Out of every 20 profile pages I look at, here's how they typically break down:
  • 4 are essentially blank; they're a saucy picture and either zero words or one sentence that says "hi send me a msg if u wanna know more kthx"
  • 2 are overtly churchy; "I'm totally devoted to Jesus and I want to find a man to help me on my journey"
  • 10 are just straight-up borning as shit; mundane comments like "I like spending time with friends and family" and "I value trust in a relationship" litter the place, and they inevitably work in something like marketing
  • 1 is more-pretentious-than-thou; there are big stupid glasses, selfies whilst drinking PBR, and references to shitty bands like The xx (which means they haven't rewritten their thing in a few months and now nobody gives a shit about 'em, gasp!)
  • 2 are mildly interesting; there are hints at there being an actual person with depth in there somewhere, buried under descriptions of how they enjoy travelling, like to take their dog for a walk, or have a niece who's really just so adorable
  • 1 sizzles; she's funny, witty, smart, engaged with the world, decent-lookin', and... well, guess what, she probably gets a shit-ton of emails a day, buckaroo
Out of the 20, then, that leaves the last two categories who are anywhere close to being decent human beings worth spending time with. That last one is outta your league, buddy, so you can whip up a soliloquy that would make Shakespeare shit his pantaloons, but she ain't ever gonna read it.

So then, ten percent of women... that's what you're left with. And they'll get flooded with ridiculous messages, too, so... y'know, you might as well just shoot yourself now and save everyone the trouble.

Wednesday, June 18, 2014

Well, it looks like I gotta revive this one.

Back from the dead comes the Brain-spillings.

I blew my cover, what can I say.

Like a dolt, I put an obscure link from my Facebook page to my other, more-current blog. And today after work, a co-worker of mine slyly mentioned, "So, I guess you've got time to have a couple of good dates, eh?"

I was puzzled... how did she know?

(The look on my face must've given away the puzzlement.)

"I read your blog. It's fun."

Uh-oh.

As I suggested over there, worlds are colliding. In fact, they sure did collide.

There are things I tell my work friends, and things I tell my non-work friends. And that's not because I like one group more or less, it's really not. But I just don't want to let those worlds collide. I'm not really sure why, but it just doesn't seem... right.

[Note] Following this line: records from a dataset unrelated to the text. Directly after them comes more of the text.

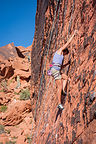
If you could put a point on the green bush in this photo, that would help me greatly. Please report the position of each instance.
(3, 108)
(25, 94)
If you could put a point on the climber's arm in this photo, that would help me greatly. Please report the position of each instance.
(62, 48)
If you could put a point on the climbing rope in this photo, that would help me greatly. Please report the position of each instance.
(41, 80)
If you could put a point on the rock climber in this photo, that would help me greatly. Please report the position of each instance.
(55, 69)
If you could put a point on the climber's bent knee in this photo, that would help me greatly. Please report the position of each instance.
(56, 74)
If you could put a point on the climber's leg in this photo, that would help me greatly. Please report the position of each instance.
(64, 81)
(59, 89)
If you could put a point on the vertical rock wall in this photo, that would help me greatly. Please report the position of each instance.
(77, 122)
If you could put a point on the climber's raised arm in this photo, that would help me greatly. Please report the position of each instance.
(62, 48)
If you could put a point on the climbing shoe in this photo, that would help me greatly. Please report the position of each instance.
(60, 107)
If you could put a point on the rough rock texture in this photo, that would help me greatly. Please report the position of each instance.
(15, 112)
(77, 122)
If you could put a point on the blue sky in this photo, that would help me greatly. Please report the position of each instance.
(17, 22)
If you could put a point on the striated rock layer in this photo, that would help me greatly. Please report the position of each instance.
(77, 122)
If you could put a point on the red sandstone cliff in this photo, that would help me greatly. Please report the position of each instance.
(77, 123)
(41, 122)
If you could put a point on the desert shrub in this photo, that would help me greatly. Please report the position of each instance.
(25, 94)
(3, 108)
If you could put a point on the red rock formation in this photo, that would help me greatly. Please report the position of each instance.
(76, 123)
(15, 115)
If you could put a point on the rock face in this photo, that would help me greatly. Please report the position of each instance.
(15, 105)
(77, 122)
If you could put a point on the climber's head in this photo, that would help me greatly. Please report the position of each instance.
(65, 51)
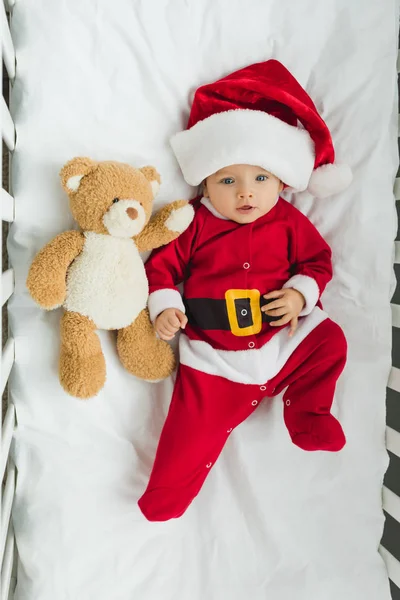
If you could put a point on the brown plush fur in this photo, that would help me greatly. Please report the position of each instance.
(46, 280)
(155, 234)
(131, 353)
(82, 365)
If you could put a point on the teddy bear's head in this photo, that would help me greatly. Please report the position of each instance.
(110, 197)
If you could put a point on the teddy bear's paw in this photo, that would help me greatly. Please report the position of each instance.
(82, 377)
(180, 218)
(152, 360)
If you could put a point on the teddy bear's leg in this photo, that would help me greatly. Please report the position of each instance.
(142, 353)
(82, 366)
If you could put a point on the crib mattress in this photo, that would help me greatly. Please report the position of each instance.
(113, 81)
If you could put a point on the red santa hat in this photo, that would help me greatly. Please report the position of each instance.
(260, 115)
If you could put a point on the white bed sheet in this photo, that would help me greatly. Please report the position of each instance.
(112, 80)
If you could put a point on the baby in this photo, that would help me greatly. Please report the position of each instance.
(253, 269)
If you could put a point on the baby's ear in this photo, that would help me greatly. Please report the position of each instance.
(153, 176)
(73, 171)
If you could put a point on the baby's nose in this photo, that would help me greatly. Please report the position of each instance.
(245, 194)
(132, 213)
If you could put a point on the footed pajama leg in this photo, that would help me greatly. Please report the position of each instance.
(310, 375)
(204, 410)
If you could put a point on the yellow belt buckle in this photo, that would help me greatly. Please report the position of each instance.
(254, 297)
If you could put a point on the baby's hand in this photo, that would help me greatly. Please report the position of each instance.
(288, 304)
(169, 322)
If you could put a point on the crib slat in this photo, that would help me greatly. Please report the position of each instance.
(7, 502)
(7, 361)
(7, 206)
(6, 438)
(397, 188)
(7, 567)
(392, 565)
(397, 253)
(7, 126)
(7, 285)
(395, 315)
(393, 441)
(394, 379)
(391, 503)
(7, 44)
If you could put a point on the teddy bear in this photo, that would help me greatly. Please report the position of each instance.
(98, 275)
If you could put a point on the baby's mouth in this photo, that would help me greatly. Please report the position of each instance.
(247, 208)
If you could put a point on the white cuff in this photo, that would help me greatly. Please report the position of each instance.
(162, 299)
(306, 286)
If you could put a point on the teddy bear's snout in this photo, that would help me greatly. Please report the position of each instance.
(132, 213)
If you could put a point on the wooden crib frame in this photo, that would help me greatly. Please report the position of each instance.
(390, 550)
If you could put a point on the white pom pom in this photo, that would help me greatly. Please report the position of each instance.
(191, 96)
(329, 179)
(180, 219)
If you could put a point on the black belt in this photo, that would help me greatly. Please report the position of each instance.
(240, 312)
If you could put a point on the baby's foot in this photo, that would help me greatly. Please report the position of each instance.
(312, 431)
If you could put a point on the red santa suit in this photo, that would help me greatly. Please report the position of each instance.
(230, 354)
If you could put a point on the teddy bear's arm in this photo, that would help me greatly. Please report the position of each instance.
(165, 225)
(47, 276)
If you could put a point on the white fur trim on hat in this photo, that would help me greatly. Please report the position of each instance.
(245, 136)
(330, 179)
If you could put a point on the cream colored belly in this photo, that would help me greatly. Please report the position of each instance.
(107, 282)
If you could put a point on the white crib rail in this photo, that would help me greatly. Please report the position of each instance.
(7, 468)
(391, 501)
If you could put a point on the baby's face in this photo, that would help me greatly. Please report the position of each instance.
(242, 193)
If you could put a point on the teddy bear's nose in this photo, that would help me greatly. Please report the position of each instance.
(132, 213)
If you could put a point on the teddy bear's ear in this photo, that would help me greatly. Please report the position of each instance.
(73, 171)
(153, 176)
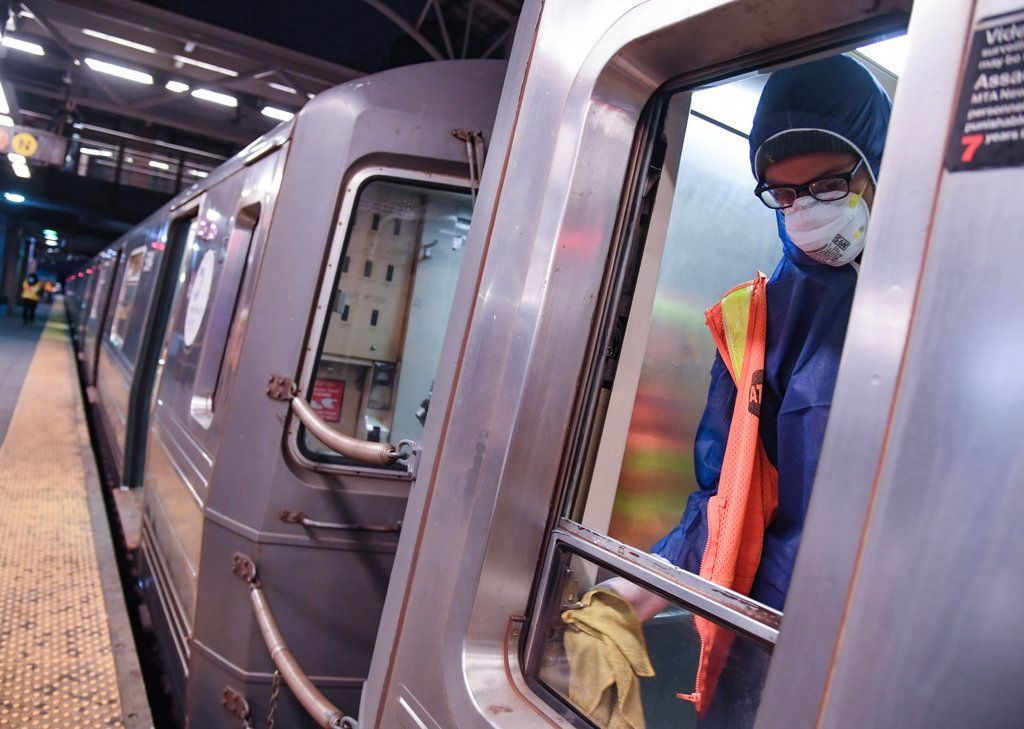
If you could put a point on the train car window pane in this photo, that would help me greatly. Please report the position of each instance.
(622, 669)
(133, 270)
(662, 401)
(382, 345)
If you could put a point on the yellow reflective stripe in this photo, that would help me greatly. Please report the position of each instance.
(735, 316)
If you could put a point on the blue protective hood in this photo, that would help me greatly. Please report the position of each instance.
(808, 309)
(837, 95)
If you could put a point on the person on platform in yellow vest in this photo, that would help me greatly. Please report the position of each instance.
(816, 146)
(32, 292)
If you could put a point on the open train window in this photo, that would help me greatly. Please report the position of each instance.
(381, 336)
(630, 546)
(126, 297)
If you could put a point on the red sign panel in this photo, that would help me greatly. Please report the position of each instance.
(327, 398)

That's why I hesitated a long time to put any work-folk on my Facebook. Worlds, man.

Also, the woman I went on a couple of good dates with, well, she said she just wasn't feeling it. Which fucking sucked, because I liked her. I walked her to the southbound subway platform -- missing my own northbound train, natch -- and asked if I could kiss her goodnight. This is after we walked from Carlton all the way up to Bloor after seeing a movie. But she made me miss the train, and then she gave me the ol' thumbs-down. And so in my head I'm trying to figure out when she decided that I'd get the heave-ho, was it in the movie when I didn't, say, put my hand on her leg? Because that's a big move and we saw that Seth McFarlane movie and that's not really a hand-on-leg kind of movie (she picked it), so is that really appropriate? Ugh. I just don't want to think about it anymore. And I've largely succeeded in doing so. But I figure I just had to get it out here. And that's something I couldn't have done over there.

* * * * *

And the fucking Tigers lost tonight and they're in second place. Jesus goddamn christ.